Ken Schrad, our director of public information, had a great line, and I wish it were mine, but I can’t plagiarize.

So here is Ken’s line: “When you come to the Va. SCC, you better bring facts, not press releases” – and I would add, not political or ideological narratives, and not so-called studies that through an amazing coincidence always seem to line up exactly with the monetary interests of the groups who paid for the studies.

And I fervently hope – not only as a soon-to-be former SCC commissioner, but as a citizen of Virginia -- that long after I’ve gone, this Commission will continue to be both independent and honest in its defense of the public interest.

As a regulator we can never forget that on every case there are many people in the public who aren’t represented by lawyers in this courtroom, and they depend on this independent commission to protect their interest.
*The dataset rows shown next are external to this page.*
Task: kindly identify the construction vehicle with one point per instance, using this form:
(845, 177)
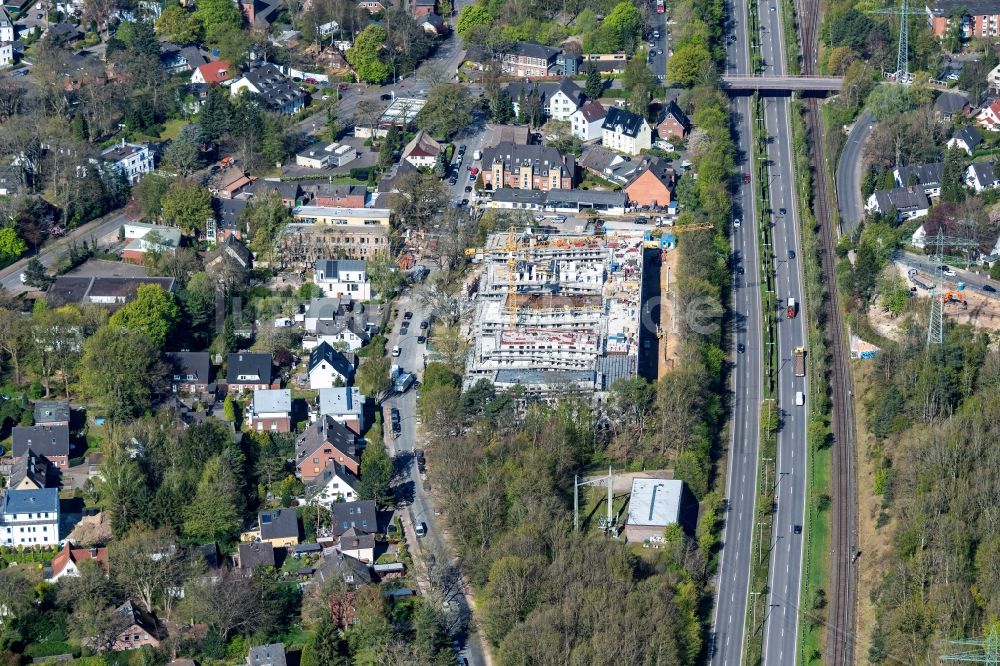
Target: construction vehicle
(800, 361)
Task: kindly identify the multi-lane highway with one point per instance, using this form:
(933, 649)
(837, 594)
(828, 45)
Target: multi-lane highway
(734, 569)
(788, 472)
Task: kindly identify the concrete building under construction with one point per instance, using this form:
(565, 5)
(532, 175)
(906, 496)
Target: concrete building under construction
(556, 314)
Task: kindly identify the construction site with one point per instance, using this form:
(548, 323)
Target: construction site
(556, 313)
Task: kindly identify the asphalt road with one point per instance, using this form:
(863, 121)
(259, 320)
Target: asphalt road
(788, 472)
(731, 601)
(410, 485)
(848, 177)
(52, 252)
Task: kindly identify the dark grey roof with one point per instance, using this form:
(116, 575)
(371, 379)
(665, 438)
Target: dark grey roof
(267, 655)
(48, 441)
(248, 368)
(361, 516)
(325, 353)
(345, 568)
(543, 158)
(903, 199)
(927, 175)
(621, 121)
(278, 524)
(950, 103)
(185, 364)
(675, 111)
(275, 88)
(256, 554)
(326, 431)
(533, 50)
(969, 135)
(51, 411)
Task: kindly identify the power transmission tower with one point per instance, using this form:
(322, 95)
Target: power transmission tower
(988, 652)
(902, 56)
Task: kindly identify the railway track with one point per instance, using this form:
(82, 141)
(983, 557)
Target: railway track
(840, 618)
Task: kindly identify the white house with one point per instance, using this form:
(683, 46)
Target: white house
(344, 277)
(982, 176)
(586, 122)
(908, 202)
(625, 132)
(333, 155)
(30, 517)
(328, 367)
(133, 160)
(335, 483)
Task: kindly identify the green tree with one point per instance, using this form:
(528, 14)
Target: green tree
(179, 25)
(120, 369)
(12, 246)
(448, 110)
(376, 475)
(687, 65)
(216, 16)
(153, 312)
(187, 205)
(594, 85)
(366, 55)
(473, 15)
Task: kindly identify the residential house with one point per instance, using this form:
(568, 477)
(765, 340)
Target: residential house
(531, 167)
(982, 176)
(653, 505)
(67, 560)
(909, 202)
(143, 239)
(360, 516)
(246, 371)
(989, 116)
(345, 568)
(338, 196)
(625, 132)
(249, 556)
(30, 518)
(52, 413)
(132, 160)
(674, 124)
(345, 405)
(967, 138)
(213, 73)
(140, 628)
(328, 367)
(421, 8)
(323, 443)
(529, 59)
(344, 277)
(330, 157)
(927, 176)
(51, 442)
(422, 151)
(950, 105)
(558, 100)
(29, 472)
(111, 292)
(652, 185)
(359, 546)
(587, 121)
(279, 527)
(267, 655)
(270, 410)
(977, 18)
(277, 91)
(334, 484)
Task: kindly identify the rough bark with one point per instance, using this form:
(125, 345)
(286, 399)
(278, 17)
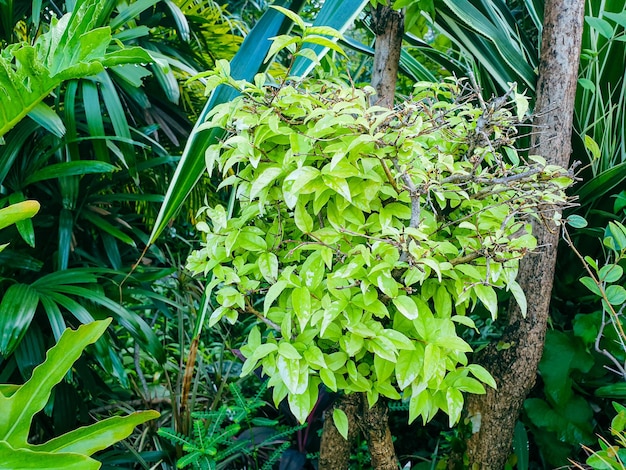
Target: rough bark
(334, 449)
(375, 426)
(388, 25)
(494, 414)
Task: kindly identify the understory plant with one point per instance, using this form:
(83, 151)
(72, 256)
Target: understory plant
(20, 403)
(604, 330)
(231, 435)
(361, 237)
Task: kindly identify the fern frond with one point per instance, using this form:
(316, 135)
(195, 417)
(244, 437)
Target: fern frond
(174, 437)
(191, 458)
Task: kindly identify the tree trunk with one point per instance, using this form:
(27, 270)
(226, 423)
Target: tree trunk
(334, 449)
(388, 25)
(494, 414)
(375, 426)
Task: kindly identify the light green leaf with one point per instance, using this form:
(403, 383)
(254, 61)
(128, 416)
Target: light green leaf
(406, 306)
(26, 459)
(264, 180)
(576, 221)
(18, 211)
(90, 439)
(340, 420)
(268, 266)
(291, 15)
(302, 218)
(611, 273)
(301, 301)
(616, 295)
(488, 297)
(408, 367)
(272, 294)
(288, 351)
(454, 400)
(601, 26)
(290, 373)
(483, 375)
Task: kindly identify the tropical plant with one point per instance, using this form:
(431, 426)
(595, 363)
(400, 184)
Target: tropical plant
(232, 435)
(20, 403)
(356, 267)
(612, 455)
(29, 73)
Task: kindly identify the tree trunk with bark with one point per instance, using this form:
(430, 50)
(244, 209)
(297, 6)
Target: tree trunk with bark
(334, 449)
(388, 25)
(493, 415)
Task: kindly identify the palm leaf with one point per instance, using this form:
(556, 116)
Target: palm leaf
(70, 49)
(245, 65)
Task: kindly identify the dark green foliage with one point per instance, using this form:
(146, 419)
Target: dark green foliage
(233, 433)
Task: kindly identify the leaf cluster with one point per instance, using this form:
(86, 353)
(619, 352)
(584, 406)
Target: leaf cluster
(364, 235)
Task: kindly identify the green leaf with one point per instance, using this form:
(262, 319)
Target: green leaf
(291, 15)
(483, 375)
(288, 351)
(339, 15)
(268, 266)
(488, 297)
(272, 294)
(454, 401)
(302, 218)
(60, 170)
(616, 390)
(616, 295)
(406, 306)
(70, 49)
(264, 180)
(340, 420)
(18, 211)
(576, 221)
(591, 146)
(601, 26)
(245, 65)
(90, 439)
(601, 184)
(591, 285)
(21, 407)
(12, 458)
(301, 301)
(519, 296)
(610, 273)
(408, 366)
(16, 312)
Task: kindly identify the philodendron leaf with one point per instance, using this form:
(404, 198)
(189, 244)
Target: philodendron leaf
(11, 458)
(16, 212)
(98, 436)
(341, 422)
(19, 409)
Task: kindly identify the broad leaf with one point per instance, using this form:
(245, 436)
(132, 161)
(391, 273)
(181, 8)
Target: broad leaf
(98, 436)
(11, 458)
(70, 49)
(19, 409)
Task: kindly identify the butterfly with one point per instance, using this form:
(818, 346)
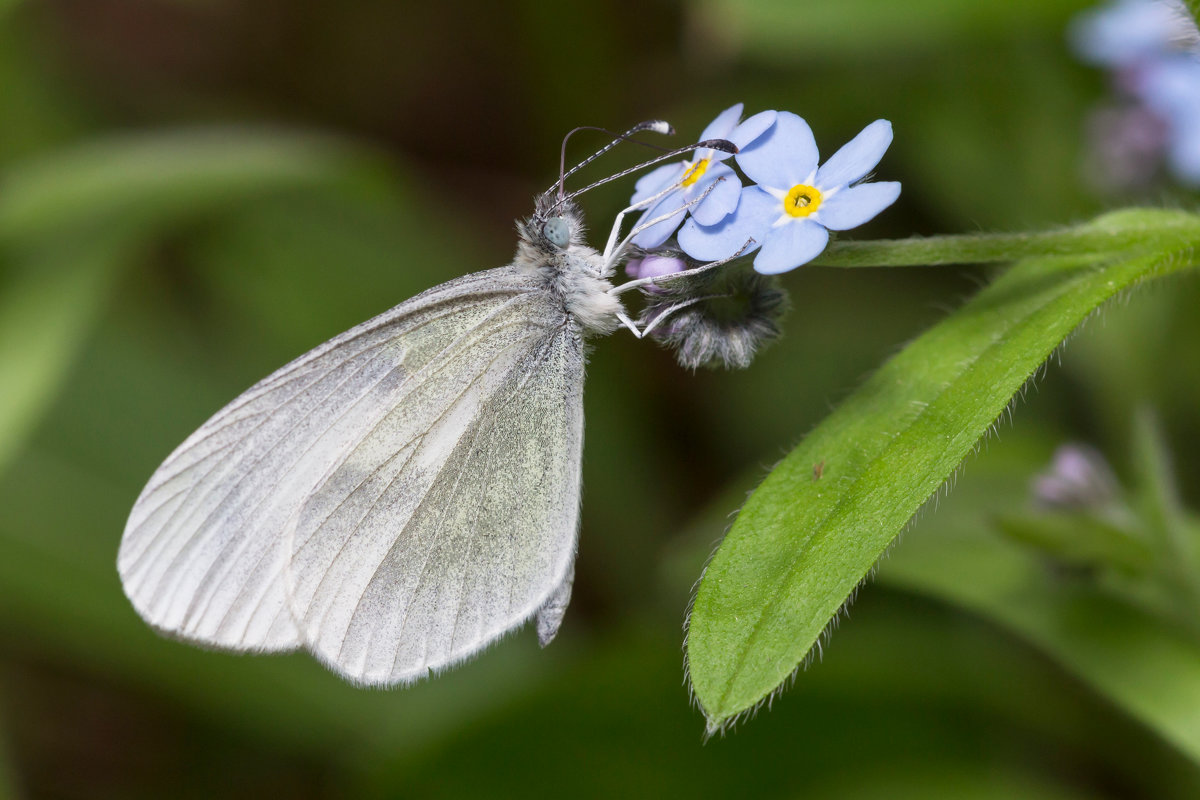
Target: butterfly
(406, 493)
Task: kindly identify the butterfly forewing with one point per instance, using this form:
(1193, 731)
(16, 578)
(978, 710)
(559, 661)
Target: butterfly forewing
(207, 546)
(454, 519)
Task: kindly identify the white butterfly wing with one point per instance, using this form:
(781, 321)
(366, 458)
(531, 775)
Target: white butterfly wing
(454, 519)
(205, 548)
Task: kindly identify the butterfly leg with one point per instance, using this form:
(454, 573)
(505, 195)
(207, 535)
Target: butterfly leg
(613, 251)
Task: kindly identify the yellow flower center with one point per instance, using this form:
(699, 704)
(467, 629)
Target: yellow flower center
(695, 172)
(802, 200)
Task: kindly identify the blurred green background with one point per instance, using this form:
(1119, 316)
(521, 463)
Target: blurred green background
(193, 192)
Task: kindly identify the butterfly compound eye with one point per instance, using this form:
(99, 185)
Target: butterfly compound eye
(557, 232)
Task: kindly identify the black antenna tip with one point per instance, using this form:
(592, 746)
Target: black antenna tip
(724, 145)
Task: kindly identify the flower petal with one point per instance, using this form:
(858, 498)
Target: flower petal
(661, 230)
(784, 156)
(724, 124)
(856, 157)
(855, 205)
(791, 245)
(754, 215)
(655, 266)
(723, 199)
(750, 130)
(657, 180)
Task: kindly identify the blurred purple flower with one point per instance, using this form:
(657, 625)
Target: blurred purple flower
(1078, 477)
(1153, 49)
(654, 266)
(796, 204)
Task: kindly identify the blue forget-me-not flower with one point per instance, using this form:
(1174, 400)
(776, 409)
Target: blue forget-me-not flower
(693, 179)
(796, 203)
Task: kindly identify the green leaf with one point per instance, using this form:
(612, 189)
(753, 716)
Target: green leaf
(1146, 663)
(803, 542)
(779, 30)
(46, 312)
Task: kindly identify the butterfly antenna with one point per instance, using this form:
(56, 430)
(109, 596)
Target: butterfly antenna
(724, 145)
(655, 126)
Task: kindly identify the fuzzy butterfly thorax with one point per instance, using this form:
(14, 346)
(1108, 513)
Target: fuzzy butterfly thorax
(573, 272)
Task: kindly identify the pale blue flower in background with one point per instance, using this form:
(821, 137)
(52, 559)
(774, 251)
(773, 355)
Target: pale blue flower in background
(1170, 88)
(1128, 31)
(696, 176)
(789, 215)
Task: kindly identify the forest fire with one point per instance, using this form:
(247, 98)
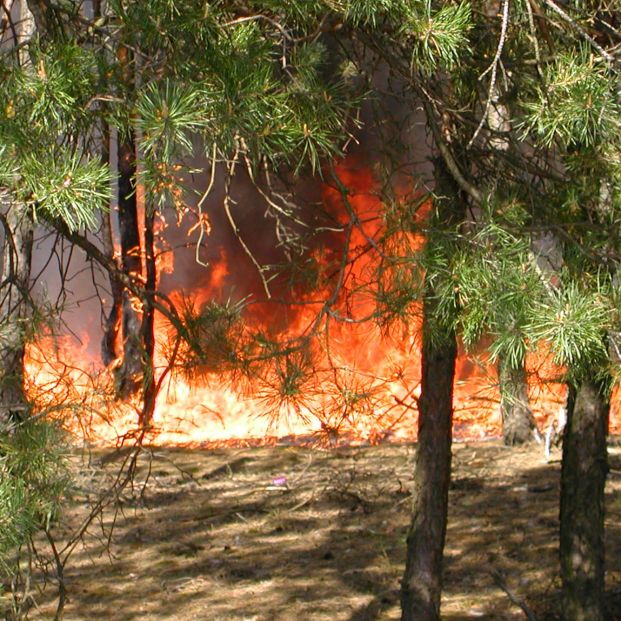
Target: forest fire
(355, 381)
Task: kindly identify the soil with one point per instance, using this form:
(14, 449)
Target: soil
(292, 533)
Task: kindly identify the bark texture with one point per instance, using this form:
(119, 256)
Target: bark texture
(518, 423)
(128, 374)
(583, 479)
(14, 308)
(422, 583)
(148, 324)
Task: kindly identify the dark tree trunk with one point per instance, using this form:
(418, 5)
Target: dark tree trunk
(148, 323)
(583, 479)
(422, 583)
(518, 423)
(129, 372)
(421, 588)
(14, 307)
(112, 324)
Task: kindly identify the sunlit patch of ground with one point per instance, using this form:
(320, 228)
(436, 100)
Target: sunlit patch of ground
(219, 535)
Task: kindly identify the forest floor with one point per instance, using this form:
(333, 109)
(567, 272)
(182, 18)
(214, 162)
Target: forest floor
(297, 534)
And I will take this lesson to FERC as well.

The worst thing about COVID is that I would have loved to have gone through each one of our 11 floors here at the SCC and personally thanked our staff in each division, but COVID makes that impossible.

Now to all the staff here at the SCC, past and present, who have served with me, and to my fellow commissioners, past and present, I say thank you for 17 wonderful years!

Goodbye and I’ll see you on the trail ahead!

And now I’ll turn the gavel over to my friend and successor as chair, Judy Jagdmann.